MongoDB Blog Contest – I Won!
I entered my post on Why (and How) I Replaced Amazon SQS with MongoDB into the MongoDB Blog Contest and won!
As part of the grand prize, I went out to OSCON in Portland, OR and had a great time! Kristina Chodorow‘s new book on MongoDB was on display and I spoke to lots of people who are interested in what MongoDB is and what it can do for them. I also went to a lot of talks, the most interesting of which (in my opinion) were about node.js and the analytics done at Twitter using Hadoop and Pig.
If you haven’t checked out node.js yet, you should. It’s a really cool technology that provides an event based I/O system on top of Google’s V8 javascript engine. Now you can take all of that javascript hacking that you’ve been doing and write shell scripts using javascript (sort of like how your C# knowledge helps with Powershell) or even write full-fledged web servers! Node.js is incredibly fast and manages to stay fast at large quantities of connections by following an I/O strategy like NGINX or even a windows application. Rather than having a thread pool to post work to or creating a new thread per connection, it uses a single thread and a message queue of operations (I’m not sure if there are multiple threads with their own queues, but you get the idea). Also, node.js is designed such that any I/O operation at all requires a callback. This can make for some messy looking nested code, but ensures that you think about how to parallelize your application as much as possible. It’s really easy to get started and has a great community behind it. My favorite starting point was Blog rolling with mongoDB, express and Node.js.

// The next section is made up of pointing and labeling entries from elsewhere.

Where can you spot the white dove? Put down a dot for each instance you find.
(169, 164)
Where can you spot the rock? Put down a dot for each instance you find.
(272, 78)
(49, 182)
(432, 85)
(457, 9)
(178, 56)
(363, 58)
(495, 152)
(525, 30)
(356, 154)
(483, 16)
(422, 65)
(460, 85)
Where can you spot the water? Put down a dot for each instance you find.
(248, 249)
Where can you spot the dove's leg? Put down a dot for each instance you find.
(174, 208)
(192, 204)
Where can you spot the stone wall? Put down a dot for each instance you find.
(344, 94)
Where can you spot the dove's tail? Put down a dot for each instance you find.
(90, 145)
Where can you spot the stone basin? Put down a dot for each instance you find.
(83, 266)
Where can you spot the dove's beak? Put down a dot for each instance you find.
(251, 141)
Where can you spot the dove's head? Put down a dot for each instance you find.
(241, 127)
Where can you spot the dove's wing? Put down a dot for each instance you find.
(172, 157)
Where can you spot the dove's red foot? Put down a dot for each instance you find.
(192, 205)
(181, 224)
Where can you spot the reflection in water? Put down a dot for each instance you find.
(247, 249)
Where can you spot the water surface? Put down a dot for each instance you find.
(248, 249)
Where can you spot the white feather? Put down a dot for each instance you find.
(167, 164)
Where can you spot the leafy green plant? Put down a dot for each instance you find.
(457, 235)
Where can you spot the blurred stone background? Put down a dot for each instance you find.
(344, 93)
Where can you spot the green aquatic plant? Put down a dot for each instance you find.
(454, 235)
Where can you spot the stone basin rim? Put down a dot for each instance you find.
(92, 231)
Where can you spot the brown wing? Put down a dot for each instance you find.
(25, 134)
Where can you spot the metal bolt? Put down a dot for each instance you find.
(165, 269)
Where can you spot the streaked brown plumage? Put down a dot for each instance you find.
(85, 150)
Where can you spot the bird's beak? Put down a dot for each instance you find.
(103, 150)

I haven’t personally used Pig and I’m not currently using Hadoop, but if I were to start using Hadoop, Pig would be the first thing I would install. Hadoop allows you to store and process large amounts of data in a distributed fashion. In order to process the data, you write map and reduce methods in Java and then let Hadoop take over. The problem with this comes when you’re rewriting large chunks of Java code and compiling over and over again to figure out how you want to view your data and how to process it. At Twitter, with over 75 Billion tweets, a simple map-reduce can take a long time! Then you need to debug your code, compile, and run. Then again, and again. Now if you’re trying to do a distributed join, the pain really starts. Kevin Weil from Twitter showed the Java code, which is over 200 lines and needs to be written custom to each map-reduce you perform. That’s slow and painful! In comes Pig. Pig is a scripting language that rides on top of Hadoop and allows you to quickly perform operations on your data without having to worry about writing the Java code and compiling. It’s much more terse and readable and takes away a lot of the debugging headaches in writing your own joins or other complexities. It seems like a great addition to the map-reduce world!